When it Comes to Healthcare IT Success Stories, Don’t Count out the Little Guy

Tom GuillaniToday’s healthcare information technology headlines are littered with how large delivery networks are scaling up and successfully building and using IT infrastructure. But the real success story is hiding in the shadows of these large enterprise deployments, in the small and independent practices across the US. The recent ICD-10 transition, that had been foretold to drive small enterprise into financial despair due to their lack of IT savvy and infrastructure, has shown just the opposite. A report from a leading provider of billing software that was based on government and private payer claims analysis for the past 30 days shows a different story.

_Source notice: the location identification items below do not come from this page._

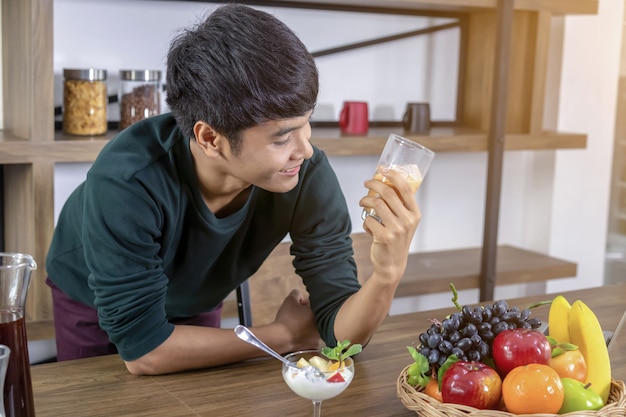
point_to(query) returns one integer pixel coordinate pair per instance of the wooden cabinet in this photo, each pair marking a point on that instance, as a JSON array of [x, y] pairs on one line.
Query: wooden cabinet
[[29, 146]]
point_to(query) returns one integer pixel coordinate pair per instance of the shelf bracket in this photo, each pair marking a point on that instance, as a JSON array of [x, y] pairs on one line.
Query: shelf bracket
[[496, 138]]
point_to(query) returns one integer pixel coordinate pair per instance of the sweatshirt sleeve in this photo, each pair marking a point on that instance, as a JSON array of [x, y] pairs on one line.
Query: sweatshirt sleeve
[[121, 250], [322, 246]]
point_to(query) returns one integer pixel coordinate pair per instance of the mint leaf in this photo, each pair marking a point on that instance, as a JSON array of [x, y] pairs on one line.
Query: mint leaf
[[337, 353]]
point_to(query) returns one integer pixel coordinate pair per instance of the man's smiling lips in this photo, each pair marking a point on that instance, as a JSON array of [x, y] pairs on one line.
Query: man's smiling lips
[[291, 171]]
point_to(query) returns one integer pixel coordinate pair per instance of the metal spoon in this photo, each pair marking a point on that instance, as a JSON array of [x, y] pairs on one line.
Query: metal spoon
[[246, 335]]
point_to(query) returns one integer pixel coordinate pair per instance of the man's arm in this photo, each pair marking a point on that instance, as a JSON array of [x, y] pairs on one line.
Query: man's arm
[[195, 347], [364, 311]]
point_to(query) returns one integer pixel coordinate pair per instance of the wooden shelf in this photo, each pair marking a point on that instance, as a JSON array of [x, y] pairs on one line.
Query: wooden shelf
[[429, 272], [432, 272], [440, 139]]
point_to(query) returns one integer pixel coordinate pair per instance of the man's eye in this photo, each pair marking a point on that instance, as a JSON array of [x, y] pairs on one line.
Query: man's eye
[[283, 142]]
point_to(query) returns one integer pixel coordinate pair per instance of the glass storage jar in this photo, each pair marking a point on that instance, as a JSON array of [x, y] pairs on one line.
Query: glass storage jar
[[85, 101], [140, 95]]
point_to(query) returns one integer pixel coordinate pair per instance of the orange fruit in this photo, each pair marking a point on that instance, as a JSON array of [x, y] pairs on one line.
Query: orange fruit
[[533, 389]]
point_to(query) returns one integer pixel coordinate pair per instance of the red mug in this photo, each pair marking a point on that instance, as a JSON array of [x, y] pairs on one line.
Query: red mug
[[353, 119]]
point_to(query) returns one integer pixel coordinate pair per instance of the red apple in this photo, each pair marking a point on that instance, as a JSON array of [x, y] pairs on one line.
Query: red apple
[[516, 347], [472, 383]]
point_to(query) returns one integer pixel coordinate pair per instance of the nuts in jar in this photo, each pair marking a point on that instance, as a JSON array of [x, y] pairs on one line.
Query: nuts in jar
[[140, 95], [85, 102]]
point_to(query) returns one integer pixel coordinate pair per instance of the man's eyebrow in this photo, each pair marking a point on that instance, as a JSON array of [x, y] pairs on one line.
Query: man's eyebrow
[[286, 130]]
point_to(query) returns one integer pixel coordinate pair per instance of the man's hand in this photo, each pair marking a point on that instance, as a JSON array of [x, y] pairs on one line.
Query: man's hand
[[399, 217], [296, 317]]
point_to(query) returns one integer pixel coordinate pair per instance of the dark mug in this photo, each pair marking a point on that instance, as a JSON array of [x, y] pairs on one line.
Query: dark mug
[[416, 117], [353, 119]]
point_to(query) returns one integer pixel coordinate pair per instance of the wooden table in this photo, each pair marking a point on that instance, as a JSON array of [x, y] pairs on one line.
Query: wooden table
[[102, 386]]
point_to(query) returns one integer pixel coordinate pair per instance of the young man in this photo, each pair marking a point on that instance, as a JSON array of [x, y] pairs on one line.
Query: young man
[[179, 209]]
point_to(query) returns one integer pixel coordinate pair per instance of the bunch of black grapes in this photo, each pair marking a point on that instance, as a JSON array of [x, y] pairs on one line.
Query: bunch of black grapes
[[469, 333]]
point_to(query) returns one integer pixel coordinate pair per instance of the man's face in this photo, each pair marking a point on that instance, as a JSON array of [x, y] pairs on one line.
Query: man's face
[[271, 154]]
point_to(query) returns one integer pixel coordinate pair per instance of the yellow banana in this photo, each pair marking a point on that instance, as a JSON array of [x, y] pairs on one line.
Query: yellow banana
[[586, 332], [558, 319]]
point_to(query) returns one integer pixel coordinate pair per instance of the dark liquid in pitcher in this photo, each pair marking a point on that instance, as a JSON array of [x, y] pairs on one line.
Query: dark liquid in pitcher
[[18, 392]]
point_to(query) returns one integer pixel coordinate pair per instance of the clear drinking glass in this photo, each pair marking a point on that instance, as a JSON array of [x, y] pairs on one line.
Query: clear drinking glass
[[5, 354], [317, 388], [405, 156]]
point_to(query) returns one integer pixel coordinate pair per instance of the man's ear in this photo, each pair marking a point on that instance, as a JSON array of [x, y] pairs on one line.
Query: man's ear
[[209, 140]]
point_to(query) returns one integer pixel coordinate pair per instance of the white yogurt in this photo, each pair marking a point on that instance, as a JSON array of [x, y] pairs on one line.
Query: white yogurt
[[316, 388]]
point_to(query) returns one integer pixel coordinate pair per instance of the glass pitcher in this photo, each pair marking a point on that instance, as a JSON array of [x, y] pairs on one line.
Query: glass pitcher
[[5, 354], [15, 271]]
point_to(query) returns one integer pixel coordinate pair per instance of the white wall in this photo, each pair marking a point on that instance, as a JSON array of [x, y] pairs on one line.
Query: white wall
[[1, 77], [549, 203]]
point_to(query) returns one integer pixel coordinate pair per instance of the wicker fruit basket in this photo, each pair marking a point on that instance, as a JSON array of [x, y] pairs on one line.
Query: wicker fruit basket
[[414, 399]]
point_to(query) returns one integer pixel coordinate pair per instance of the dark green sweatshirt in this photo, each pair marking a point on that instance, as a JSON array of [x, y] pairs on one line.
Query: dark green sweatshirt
[[137, 242]]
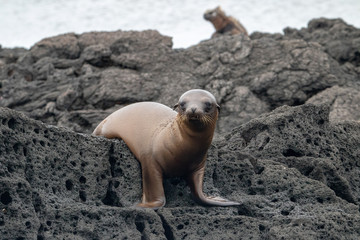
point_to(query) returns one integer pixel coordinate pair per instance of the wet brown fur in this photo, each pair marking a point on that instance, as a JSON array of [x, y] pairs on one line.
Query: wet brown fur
[[224, 24]]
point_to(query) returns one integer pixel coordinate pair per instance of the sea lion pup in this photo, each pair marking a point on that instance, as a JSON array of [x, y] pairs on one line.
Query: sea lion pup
[[224, 24], [168, 143]]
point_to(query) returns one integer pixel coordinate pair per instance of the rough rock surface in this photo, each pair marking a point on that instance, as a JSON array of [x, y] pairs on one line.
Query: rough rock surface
[[295, 169], [76, 80], [304, 183]]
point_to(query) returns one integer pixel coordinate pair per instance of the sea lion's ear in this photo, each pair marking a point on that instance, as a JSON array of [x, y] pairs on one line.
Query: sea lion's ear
[[218, 107]]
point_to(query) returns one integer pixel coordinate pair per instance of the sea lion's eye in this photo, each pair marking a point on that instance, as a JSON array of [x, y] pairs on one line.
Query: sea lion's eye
[[182, 105], [208, 106]]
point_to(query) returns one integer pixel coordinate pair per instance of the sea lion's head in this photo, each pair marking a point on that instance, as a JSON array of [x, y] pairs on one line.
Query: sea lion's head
[[198, 108], [211, 15]]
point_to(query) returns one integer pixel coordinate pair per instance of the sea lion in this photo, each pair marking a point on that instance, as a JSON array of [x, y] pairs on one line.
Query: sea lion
[[224, 24], [168, 143]]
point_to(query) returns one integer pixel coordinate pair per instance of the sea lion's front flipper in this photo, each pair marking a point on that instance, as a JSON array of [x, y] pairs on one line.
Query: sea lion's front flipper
[[195, 182], [153, 189]]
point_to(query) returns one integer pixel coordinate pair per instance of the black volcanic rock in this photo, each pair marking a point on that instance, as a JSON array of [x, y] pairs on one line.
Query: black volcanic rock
[[295, 175], [73, 76], [294, 169]]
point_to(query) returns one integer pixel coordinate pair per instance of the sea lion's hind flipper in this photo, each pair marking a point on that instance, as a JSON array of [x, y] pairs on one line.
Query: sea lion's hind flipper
[[195, 182]]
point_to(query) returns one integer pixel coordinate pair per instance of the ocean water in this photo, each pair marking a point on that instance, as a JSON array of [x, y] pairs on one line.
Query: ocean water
[[24, 22]]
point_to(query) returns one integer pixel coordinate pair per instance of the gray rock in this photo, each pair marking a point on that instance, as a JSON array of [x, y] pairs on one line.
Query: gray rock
[[106, 70]]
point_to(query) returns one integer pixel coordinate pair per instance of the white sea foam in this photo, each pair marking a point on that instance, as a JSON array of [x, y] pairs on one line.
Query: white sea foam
[[24, 22]]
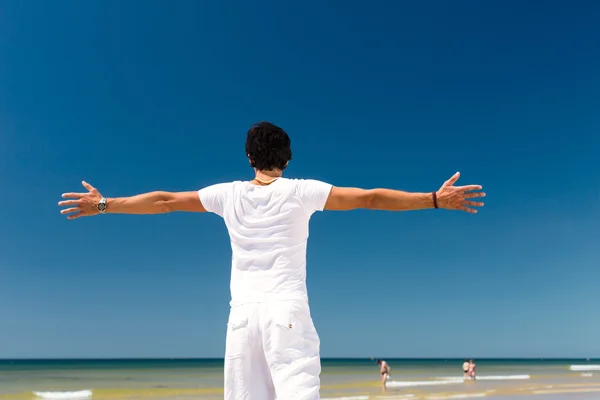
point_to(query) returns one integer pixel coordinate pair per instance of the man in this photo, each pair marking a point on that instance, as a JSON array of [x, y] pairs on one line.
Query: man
[[272, 346], [384, 371]]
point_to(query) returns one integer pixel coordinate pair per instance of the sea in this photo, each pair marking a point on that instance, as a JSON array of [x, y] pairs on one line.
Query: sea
[[341, 379]]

Small independent practices have few rejected claims and are getting paid quickly. The software vendor’s report, using data from over 13,000 small practices, showed that in October:

  • 99% of customers submitted at least one ICD-10 claim
  • 87% of customers received payment for at least one ICD-10 claim
  • 4 million claims submitted in October were already paid
  • 11 days was the average time to payment for ICD-10 claims
  • The payer rejection rate through one clearinghouse was 1.6%

These results are in line with announcements from large payers and clearinghouses like Humana, UnitedHealthcare, and Emdeon that reported no significant increase in denials during a panel at MGMA. However, the results do show small practices out-performing the industry average provided by CMS where total claim rejections were estimated at two percent.

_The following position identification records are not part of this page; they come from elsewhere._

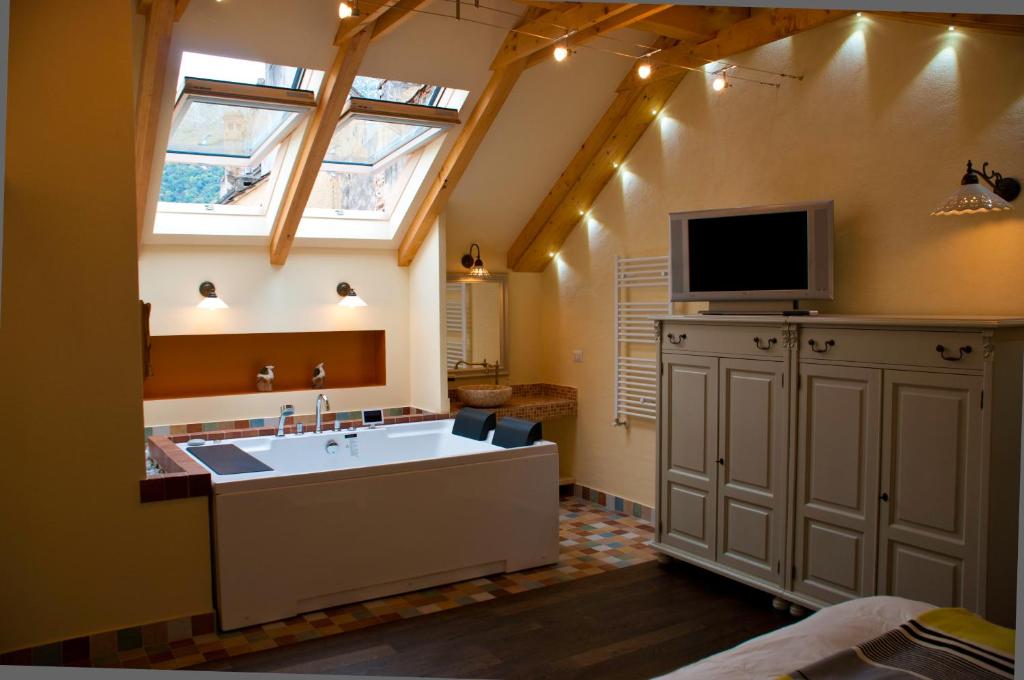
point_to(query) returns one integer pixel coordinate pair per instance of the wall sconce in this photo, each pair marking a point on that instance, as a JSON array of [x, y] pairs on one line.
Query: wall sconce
[[973, 197], [474, 264], [210, 299], [348, 296]]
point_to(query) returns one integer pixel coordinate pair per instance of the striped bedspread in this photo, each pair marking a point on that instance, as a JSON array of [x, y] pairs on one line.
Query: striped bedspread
[[941, 644]]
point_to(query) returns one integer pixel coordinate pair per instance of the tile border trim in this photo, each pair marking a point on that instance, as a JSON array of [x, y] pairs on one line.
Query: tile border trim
[[613, 503]]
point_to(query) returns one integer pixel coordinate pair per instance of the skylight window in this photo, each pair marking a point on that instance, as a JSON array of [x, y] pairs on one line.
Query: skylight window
[[229, 120], [377, 145], [230, 142]]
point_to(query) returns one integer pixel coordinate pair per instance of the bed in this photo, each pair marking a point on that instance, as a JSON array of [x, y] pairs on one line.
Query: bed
[[822, 634]]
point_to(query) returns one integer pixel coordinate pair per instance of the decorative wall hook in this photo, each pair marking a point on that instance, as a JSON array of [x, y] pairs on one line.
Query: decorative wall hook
[[320, 376], [264, 379]]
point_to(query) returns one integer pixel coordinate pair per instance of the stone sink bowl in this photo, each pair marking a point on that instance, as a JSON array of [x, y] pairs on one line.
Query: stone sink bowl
[[484, 396]]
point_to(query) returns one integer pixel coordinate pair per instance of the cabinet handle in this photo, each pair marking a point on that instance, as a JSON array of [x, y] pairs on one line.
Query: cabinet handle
[[821, 350], [964, 351]]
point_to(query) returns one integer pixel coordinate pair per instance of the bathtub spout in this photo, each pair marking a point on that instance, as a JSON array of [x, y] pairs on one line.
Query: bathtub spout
[[286, 411], [321, 398]]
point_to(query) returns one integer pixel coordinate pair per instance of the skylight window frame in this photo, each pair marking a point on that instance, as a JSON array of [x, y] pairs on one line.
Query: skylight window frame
[[435, 118], [203, 90]]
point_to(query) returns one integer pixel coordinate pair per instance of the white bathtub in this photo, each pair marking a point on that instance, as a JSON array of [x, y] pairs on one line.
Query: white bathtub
[[395, 509]]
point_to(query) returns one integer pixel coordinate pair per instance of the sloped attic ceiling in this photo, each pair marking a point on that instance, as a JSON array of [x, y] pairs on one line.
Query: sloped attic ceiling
[[425, 48], [547, 117]]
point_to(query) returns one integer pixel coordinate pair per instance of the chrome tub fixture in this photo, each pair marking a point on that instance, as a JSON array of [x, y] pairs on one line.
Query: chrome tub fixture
[[286, 411]]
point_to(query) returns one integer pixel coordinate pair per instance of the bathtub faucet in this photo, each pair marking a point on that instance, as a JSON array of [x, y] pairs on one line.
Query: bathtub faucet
[[286, 411], [321, 398]]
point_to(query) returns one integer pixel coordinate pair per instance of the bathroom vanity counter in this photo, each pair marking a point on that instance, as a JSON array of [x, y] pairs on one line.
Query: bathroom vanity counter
[[534, 401]]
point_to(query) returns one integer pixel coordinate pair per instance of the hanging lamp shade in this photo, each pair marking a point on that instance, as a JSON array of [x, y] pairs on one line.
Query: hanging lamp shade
[[973, 197]]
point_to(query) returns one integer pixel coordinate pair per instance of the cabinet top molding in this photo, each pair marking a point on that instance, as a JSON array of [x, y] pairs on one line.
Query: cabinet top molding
[[853, 320]]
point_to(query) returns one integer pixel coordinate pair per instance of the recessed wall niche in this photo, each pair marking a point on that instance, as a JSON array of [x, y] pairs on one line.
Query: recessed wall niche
[[188, 366]]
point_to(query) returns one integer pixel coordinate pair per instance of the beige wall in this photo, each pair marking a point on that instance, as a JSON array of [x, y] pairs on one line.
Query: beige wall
[[427, 373], [884, 121], [298, 297], [80, 554]]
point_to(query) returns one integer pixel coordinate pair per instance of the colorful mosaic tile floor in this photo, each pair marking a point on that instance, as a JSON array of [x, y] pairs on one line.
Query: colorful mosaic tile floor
[[593, 539]]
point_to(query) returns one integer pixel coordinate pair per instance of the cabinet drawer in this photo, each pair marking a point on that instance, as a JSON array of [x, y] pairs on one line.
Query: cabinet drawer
[[762, 341], [958, 350]]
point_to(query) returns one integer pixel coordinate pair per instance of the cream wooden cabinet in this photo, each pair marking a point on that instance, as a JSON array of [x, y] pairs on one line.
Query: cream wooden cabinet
[[837, 481], [827, 458]]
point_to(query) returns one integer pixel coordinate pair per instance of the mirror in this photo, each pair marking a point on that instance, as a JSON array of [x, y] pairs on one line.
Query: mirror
[[476, 313]]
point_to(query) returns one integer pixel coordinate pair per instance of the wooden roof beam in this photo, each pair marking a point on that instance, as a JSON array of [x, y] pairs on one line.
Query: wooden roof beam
[[383, 14], [470, 136], [1006, 24], [694, 24], [594, 164], [552, 26], [333, 95], [631, 16], [160, 18], [628, 118], [469, 139], [763, 27]]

The report clearly shows that small and independent practices that utilize an ICD-10 ready billing system designed for their needs to submit and process claims, have a lower denial rate thanthe average. “In preparing for the ICD-10 transition, [the right software] was of great importance for us to improve, and most importantly, have an EHR that effectively and accurately communicates data to our PM system, seamlessly bridging the gap between treatment records, scheduling, and billing requirements,” said Dr. Rebecca Pearson, an independent chiropractor in private practice.

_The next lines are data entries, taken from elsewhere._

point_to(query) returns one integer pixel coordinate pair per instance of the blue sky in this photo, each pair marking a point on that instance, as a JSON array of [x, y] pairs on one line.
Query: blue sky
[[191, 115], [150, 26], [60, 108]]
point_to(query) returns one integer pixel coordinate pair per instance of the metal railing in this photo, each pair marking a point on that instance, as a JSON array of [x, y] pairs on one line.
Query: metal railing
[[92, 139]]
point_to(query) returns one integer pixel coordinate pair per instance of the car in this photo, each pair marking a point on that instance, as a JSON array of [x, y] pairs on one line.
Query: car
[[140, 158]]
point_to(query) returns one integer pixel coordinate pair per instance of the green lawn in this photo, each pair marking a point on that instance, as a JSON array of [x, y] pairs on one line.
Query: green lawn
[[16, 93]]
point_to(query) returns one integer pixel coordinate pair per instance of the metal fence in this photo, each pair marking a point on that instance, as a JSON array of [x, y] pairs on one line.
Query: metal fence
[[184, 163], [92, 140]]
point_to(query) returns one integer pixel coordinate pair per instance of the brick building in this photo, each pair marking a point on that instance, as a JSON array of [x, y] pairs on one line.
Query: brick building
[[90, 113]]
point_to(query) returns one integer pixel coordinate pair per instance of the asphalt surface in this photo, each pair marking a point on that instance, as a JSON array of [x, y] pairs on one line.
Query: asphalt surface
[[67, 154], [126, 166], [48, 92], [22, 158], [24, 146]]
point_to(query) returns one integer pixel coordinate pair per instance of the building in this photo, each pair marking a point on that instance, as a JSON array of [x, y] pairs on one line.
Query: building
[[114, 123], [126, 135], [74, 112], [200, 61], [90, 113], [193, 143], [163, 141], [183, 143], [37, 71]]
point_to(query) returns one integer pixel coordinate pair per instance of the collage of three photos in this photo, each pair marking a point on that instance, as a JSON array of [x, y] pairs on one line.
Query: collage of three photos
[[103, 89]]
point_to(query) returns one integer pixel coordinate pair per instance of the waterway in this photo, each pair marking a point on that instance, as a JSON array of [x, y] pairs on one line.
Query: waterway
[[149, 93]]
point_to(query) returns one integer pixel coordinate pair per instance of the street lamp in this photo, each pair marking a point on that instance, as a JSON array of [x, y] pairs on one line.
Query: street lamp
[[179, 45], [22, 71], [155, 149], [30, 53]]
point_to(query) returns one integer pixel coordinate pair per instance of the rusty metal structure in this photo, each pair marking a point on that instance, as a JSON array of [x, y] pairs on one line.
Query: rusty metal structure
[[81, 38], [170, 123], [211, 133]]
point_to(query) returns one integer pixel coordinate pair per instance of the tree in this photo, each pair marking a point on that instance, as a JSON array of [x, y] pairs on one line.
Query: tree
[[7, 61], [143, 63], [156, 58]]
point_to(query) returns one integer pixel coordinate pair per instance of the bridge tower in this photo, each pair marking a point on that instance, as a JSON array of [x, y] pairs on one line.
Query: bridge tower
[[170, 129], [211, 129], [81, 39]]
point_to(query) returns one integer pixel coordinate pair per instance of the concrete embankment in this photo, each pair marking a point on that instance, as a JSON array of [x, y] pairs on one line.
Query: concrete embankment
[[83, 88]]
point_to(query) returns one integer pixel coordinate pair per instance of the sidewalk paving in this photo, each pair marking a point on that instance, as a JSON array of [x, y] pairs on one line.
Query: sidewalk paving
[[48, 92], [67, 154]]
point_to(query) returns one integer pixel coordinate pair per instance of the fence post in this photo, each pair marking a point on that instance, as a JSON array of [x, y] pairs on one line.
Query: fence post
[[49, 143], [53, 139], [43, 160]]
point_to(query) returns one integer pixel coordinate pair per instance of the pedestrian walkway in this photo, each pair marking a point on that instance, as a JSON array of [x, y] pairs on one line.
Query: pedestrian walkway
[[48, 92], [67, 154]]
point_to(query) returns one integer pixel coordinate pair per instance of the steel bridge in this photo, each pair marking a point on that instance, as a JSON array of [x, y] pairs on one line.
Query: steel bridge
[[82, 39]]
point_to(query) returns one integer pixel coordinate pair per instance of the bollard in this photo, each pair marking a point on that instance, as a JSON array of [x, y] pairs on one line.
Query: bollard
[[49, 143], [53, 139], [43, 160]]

This is a victory for the independent practice that is clearly out gunned when it comes to large scale IT resources and budgets. Practices of all sizes can learn that the right solutions for a small practice can allow them to operate much like their larger counterparts, and efficiently manage clinical charts, quality reports, and claims management.

Technology can level the playing field in many ways in healthcare and the future is bright for those practices that want to stay independent and leverage technology to ensure their success.